Avoid note taking duties because you limit your ability to contribute your own ideas during the meeting. While helping out in the right circumstances earns respect, it typically doesn’t represent power, expertise, or leadership. If you want to keep conscientious track of details, certainly take your own notes but retain them for your personal use. Focus on maintaining a presence that represents your best side. Change the perception about your capacity to think on your feet  When you’re typing, you’re not typically listening fully. Resist taking on invisible roles to save your time for the events that get appropriate visibility and earn a high-value contributor rating.

Another way to lighten your load and garner respect involves avoiding volunteering for tasks that lack visibility, including coordinating schedules for meetings, fixing typos for others or other thankless jobs. These activities tend to be time-consuming and mentally exhausting but don’t contribute to your personal productivity. Encourage other people do their own work and improve the group dynamic as well. When you have too many responsibilities related to managing the emotions and relationships of those closest to you, you take on a load that quickly becomes overwhelming.

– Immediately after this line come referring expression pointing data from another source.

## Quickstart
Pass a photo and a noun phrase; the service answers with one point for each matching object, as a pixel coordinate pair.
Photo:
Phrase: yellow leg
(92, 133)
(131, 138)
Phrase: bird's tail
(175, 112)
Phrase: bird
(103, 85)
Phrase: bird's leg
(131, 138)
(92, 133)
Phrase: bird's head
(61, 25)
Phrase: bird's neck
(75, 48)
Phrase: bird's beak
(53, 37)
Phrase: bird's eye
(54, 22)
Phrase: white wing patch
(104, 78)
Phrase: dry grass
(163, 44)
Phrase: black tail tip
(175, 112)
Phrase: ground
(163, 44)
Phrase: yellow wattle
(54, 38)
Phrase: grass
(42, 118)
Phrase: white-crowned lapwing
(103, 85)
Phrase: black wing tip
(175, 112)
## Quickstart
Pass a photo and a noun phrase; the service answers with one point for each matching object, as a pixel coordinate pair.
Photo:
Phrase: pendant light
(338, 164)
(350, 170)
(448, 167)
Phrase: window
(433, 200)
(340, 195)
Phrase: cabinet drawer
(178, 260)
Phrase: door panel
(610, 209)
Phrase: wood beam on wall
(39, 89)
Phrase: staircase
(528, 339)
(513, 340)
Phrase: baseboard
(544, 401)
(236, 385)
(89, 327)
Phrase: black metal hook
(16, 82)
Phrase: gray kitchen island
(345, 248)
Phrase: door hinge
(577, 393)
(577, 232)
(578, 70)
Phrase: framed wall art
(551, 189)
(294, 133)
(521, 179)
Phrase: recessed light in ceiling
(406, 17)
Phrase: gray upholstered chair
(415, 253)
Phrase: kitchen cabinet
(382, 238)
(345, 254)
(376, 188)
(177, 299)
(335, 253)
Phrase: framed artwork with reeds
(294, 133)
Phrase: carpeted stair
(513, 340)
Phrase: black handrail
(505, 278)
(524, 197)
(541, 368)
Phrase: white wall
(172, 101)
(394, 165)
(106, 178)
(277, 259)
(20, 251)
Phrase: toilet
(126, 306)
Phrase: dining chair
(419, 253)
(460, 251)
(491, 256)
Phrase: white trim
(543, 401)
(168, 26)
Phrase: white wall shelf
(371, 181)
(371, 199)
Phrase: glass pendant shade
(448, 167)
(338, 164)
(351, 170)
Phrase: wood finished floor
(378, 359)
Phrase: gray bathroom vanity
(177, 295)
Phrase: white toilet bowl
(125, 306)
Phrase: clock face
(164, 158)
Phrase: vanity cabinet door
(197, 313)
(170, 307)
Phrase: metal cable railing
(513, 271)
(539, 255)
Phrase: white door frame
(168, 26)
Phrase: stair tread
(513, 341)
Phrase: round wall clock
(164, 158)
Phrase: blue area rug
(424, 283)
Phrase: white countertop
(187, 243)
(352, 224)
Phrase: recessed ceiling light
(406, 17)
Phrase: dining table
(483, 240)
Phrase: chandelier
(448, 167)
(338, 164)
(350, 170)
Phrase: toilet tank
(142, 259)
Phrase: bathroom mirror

When you have to remember to remind others to do the work, it may not release you from the stress of getting the work done. Don’t let others passively sit back and wait to be told what to do, get them to take action. Mental effort takes energy, and you need to redirect yours towards more rewarding work. Scheduling conference rooms, ensuring participation and coordinating speakers may ensure the meeting runs smoothly but rarely gets recognized. Instead, suggest assigning housekeeping roles in meetings, so people take the initiative and recognize the need for an equal distribution of the effort necessary to keep things running as planned.

Make sure work you do fits into your job description and measures your impact on the organization accordingly. Other people may have similar concerns about the action they take on without recognition. Everyone wins when invisible tasks get made visible. To equalize the mental load that takes its toll, minimize the number of approvals, reminders, and follow-ups you do. Make others accountable. Avoid self-sabotage by turn down requests that don’t provide value. You’ll be glad you did.